Darrow Chemical Company
Here’s another one I didn’t know what to make of. Maybe I just have an innate fear of people from Jersey, even when I don’t know they’re from Jersey. Once again, Jersey won me over. Jersey has a rough exterior but on the inside just wants to drink beers and play rock music and be loved. That’s all speculation, but that’s what I took away from this band, a Jersey love story. It helped that their singer reminded Adriana and I of Bray Wyatt.

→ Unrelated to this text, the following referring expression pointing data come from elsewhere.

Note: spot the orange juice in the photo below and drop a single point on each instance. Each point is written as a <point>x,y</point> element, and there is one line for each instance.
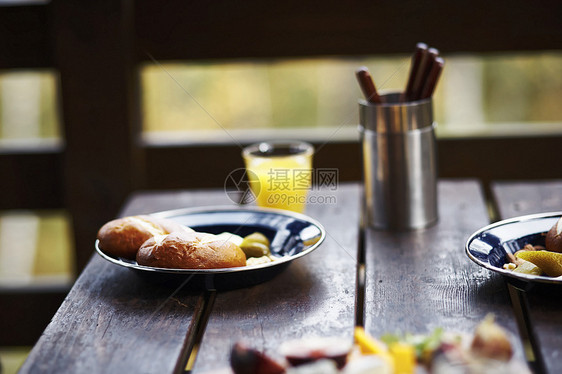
<point>280,178</point>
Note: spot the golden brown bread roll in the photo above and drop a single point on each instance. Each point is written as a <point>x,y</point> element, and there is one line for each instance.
<point>123,237</point>
<point>190,250</point>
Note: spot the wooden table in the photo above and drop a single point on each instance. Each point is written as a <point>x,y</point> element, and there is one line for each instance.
<point>113,322</point>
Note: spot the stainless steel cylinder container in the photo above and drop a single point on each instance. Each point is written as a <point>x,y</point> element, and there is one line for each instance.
<point>400,163</point>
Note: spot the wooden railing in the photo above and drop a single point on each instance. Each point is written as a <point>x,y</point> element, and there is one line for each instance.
<point>96,48</point>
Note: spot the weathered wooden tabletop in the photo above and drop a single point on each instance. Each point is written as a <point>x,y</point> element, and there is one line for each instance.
<point>114,322</point>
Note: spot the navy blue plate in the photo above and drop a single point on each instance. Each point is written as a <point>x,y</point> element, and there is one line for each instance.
<point>488,246</point>
<point>292,235</point>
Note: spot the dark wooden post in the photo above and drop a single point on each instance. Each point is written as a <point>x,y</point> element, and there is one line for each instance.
<point>94,45</point>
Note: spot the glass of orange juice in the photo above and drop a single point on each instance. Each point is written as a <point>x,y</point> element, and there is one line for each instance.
<point>280,173</point>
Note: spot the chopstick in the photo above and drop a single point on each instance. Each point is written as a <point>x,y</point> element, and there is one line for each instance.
<point>368,86</point>
<point>432,78</point>
<point>425,70</point>
<point>419,54</point>
<point>423,73</point>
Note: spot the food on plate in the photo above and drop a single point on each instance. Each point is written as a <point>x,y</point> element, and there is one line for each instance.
<point>160,242</point>
<point>255,245</point>
<point>549,262</point>
<point>488,350</point>
<point>539,260</point>
<point>553,240</point>
<point>123,237</point>
<point>190,250</point>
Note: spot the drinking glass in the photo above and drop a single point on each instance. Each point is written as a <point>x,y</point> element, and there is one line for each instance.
<point>280,173</point>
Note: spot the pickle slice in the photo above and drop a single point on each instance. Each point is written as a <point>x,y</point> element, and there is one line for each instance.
<point>549,262</point>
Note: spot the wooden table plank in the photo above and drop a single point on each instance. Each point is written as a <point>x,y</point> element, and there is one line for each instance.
<point>113,322</point>
<point>315,295</point>
<point>515,199</point>
<point>420,280</point>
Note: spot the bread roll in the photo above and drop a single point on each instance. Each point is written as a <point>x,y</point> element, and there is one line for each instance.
<point>190,250</point>
<point>123,237</point>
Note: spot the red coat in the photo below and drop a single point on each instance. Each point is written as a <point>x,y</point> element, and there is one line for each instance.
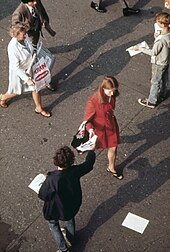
<point>101,118</point>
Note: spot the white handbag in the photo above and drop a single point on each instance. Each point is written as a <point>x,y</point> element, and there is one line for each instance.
<point>42,51</point>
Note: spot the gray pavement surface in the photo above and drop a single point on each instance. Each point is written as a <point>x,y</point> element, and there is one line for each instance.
<point>87,46</point>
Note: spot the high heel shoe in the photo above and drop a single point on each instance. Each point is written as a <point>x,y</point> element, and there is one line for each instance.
<point>3,102</point>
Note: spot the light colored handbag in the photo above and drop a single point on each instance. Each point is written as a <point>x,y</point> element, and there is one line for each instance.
<point>42,51</point>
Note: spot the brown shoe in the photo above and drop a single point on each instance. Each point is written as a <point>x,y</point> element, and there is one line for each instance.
<point>3,102</point>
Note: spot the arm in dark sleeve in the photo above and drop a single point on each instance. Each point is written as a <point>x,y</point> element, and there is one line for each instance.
<point>16,18</point>
<point>87,166</point>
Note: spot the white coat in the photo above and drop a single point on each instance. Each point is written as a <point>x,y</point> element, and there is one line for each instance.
<point>19,60</point>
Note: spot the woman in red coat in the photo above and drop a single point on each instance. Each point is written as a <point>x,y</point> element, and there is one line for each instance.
<point>99,113</point>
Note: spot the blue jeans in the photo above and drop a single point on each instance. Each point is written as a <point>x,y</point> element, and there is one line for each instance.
<point>159,82</point>
<point>58,236</point>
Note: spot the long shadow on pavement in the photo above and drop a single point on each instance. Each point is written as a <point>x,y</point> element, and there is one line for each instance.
<point>153,131</point>
<point>148,181</point>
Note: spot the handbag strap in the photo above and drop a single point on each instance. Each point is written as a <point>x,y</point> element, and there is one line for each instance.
<point>82,125</point>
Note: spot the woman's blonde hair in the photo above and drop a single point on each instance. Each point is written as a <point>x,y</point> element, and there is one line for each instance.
<point>17,28</point>
<point>109,82</point>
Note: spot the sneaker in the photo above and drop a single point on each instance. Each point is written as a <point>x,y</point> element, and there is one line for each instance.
<point>63,230</point>
<point>146,103</point>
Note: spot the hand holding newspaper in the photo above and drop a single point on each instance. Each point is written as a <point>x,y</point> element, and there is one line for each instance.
<point>89,145</point>
<point>132,50</point>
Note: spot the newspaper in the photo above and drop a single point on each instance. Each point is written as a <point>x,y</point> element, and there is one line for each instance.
<point>89,145</point>
<point>131,50</point>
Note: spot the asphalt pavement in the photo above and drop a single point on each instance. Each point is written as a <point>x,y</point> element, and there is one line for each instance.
<point>87,46</point>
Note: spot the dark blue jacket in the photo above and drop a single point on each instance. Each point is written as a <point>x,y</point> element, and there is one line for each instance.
<point>61,191</point>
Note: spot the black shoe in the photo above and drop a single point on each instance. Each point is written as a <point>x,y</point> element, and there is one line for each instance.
<point>97,8</point>
<point>146,103</point>
<point>129,11</point>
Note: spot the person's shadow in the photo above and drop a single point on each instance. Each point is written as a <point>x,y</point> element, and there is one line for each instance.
<point>8,7</point>
<point>90,44</point>
<point>7,236</point>
<point>152,131</point>
<point>148,181</point>
<point>104,63</point>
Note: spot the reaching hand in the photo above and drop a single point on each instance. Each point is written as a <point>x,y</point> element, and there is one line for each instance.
<point>91,133</point>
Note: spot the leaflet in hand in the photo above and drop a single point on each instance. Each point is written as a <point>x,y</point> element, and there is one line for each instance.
<point>37,182</point>
<point>131,50</point>
<point>89,145</point>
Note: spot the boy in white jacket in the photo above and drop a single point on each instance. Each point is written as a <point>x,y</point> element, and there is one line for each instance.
<point>160,62</point>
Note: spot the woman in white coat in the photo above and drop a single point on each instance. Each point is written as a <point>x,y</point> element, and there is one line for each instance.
<point>20,55</point>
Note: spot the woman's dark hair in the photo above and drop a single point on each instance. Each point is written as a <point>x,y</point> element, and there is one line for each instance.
<point>64,157</point>
<point>109,82</point>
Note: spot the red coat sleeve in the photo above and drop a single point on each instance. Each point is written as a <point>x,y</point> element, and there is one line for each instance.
<point>89,113</point>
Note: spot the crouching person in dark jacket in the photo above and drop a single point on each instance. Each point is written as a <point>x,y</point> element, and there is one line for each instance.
<point>62,195</point>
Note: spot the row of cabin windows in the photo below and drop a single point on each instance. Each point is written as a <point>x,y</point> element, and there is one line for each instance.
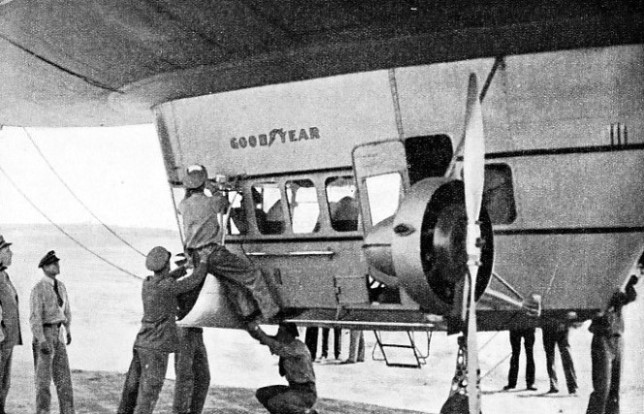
<point>384,193</point>
<point>302,204</point>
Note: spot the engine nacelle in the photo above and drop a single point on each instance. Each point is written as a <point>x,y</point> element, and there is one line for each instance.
<point>424,244</point>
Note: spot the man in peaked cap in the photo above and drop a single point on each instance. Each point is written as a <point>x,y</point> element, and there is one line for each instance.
<point>158,336</point>
<point>50,312</point>
<point>10,321</point>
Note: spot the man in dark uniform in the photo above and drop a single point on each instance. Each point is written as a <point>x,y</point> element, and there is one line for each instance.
<point>295,365</point>
<point>556,333</point>
<point>158,335</point>
<point>606,351</point>
<point>50,314</point>
<point>10,321</point>
<point>191,361</point>
<point>528,344</point>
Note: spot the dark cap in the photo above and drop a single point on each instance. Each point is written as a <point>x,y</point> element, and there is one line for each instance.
<point>157,259</point>
<point>49,258</point>
<point>3,243</point>
<point>290,328</point>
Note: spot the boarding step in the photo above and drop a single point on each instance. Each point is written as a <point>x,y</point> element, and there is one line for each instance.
<point>386,347</point>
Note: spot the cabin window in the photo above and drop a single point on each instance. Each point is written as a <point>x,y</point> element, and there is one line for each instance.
<point>238,222</point>
<point>384,193</point>
<point>498,196</point>
<point>268,208</point>
<point>303,206</point>
<point>342,203</point>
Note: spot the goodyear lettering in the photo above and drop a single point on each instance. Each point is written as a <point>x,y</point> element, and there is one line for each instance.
<point>276,135</point>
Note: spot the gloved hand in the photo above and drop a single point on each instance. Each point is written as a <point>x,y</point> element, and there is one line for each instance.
<point>45,348</point>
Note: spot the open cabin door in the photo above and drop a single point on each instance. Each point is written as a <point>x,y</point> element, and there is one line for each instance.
<point>382,178</point>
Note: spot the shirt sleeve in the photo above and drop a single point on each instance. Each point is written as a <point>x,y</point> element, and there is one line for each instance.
<point>285,350</point>
<point>67,310</point>
<point>219,203</point>
<point>35,317</point>
<point>187,283</point>
<point>2,324</point>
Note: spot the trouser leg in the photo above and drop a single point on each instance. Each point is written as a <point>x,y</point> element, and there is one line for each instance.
<point>153,368</point>
<point>361,347</point>
<point>6,355</point>
<point>353,343</point>
<point>566,362</point>
<point>325,342</point>
<point>184,382</point>
<point>62,378</point>
<point>265,394</point>
<point>337,342</point>
<point>612,405</point>
<point>549,349</point>
<point>201,371</point>
<point>528,343</point>
<point>601,358</point>
<point>131,386</point>
<point>515,343</point>
<point>290,402</point>
<point>43,363</point>
<point>311,340</point>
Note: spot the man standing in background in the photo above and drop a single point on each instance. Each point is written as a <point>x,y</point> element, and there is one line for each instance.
<point>606,351</point>
<point>528,344</point>
<point>556,333</point>
<point>191,361</point>
<point>50,311</point>
<point>10,321</point>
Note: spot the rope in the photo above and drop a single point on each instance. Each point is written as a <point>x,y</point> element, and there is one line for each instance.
<point>51,167</point>
<point>42,213</point>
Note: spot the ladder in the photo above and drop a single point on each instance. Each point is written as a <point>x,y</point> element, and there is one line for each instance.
<point>420,357</point>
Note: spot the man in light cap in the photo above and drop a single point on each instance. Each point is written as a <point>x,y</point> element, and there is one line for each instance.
<point>50,311</point>
<point>607,347</point>
<point>201,222</point>
<point>10,321</point>
<point>158,335</point>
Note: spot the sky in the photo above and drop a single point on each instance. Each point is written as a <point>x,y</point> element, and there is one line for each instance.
<point>117,172</point>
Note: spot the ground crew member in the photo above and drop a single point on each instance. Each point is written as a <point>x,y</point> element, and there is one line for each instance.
<point>200,215</point>
<point>190,362</point>
<point>606,351</point>
<point>295,365</point>
<point>556,333</point>
<point>10,321</point>
<point>158,335</point>
<point>50,312</point>
<point>528,344</point>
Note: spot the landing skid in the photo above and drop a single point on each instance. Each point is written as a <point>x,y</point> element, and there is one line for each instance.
<point>457,401</point>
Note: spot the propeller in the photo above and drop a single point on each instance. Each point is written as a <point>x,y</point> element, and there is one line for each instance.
<point>473,180</point>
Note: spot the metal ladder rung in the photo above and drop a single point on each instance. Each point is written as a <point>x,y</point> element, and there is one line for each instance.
<point>420,359</point>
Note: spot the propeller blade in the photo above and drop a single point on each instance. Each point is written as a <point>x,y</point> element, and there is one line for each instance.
<point>473,180</point>
<point>473,152</point>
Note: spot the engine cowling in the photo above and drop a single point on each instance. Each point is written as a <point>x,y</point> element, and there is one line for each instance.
<point>423,245</point>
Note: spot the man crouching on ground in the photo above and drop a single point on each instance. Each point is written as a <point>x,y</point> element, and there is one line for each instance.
<point>295,365</point>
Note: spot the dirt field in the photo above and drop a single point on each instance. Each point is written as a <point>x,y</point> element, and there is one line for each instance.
<point>107,310</point>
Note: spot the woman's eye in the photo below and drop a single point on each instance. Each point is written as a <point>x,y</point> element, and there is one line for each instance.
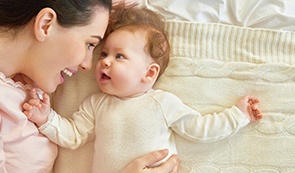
<point>103,54</point>
<point>90,45</point>
<point>119,56</point>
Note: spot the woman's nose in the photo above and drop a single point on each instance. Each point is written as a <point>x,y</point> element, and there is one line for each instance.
<point>106,62</point>
<point>87,63</point>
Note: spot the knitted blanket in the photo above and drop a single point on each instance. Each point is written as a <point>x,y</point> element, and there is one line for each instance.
<point>211,67</point>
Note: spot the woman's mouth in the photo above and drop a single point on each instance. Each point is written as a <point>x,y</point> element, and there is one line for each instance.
<point>67,72</point>
<point>104,76</point>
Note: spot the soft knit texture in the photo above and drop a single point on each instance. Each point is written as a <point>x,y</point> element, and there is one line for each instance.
<point>211,67</point>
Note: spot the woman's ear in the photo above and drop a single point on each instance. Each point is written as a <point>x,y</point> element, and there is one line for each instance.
<point>152,73</point>
<point>43,23</point>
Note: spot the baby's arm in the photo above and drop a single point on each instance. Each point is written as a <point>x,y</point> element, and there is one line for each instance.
<point>37,110</point>
<point>248,105</point>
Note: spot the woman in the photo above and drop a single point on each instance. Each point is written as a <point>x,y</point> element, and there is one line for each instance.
<point>41,40</point>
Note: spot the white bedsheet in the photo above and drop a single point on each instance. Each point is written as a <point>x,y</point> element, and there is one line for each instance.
<point>272,14</point>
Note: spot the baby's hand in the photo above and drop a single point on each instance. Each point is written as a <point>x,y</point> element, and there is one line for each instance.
<point>248,105</point>
<point>37,110</point>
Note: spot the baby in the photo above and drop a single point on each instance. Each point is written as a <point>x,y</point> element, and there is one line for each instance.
<point>129,118</point>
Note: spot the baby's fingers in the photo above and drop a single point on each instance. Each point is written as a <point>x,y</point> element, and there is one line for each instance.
<point>46,98</point>
<point>35,102</point>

After writing that sentence I realize that may only be a positive for us. They kept fucking up the intro to one of their songs, and in complete disregard for performing 101, restarted two or three times and shit-talked their bass (?) player for fucking up, then profusely apologized. And it worked. It was one of the most endearing things I’ve ever seen. Their singer said something to the effect of, ‘if we’re given the opportunity to be here and play for you, we should at least play it right.’ You’re breaking my heart Jersey.
Oh my Goooood. These guys are so adorable. The greaser/psychobilly thing has always been Adriana’s territory, and to be honest I never fully understood it, but I am fully on board now. My teenage self is telling me to shut the fuck up about what they look like, and only discuss the music, but fuck that, aesthetics are important. First of all, they’re brothers (biologically.) They’ve all got leather jackets with matching Calabrese Brothers back patches, so it’s like if The Outsiders made sweet love to Hanson and were standing at your locker with a cigarette and bringing you a mixed tape. So yeah, I want in. I think this is what people in artist development are after now, musicians that can create their own little universe. Only this seemed a lot more organic and a lot less boring. Immediately after the show, I was just like I’M GONNA JOIN A FUCKING GANG. I’M GONNA FIND A GUY WITH A CAMARO. That’s what music is about right? Realizing you want to find a non-homosexual Elton from Clueless?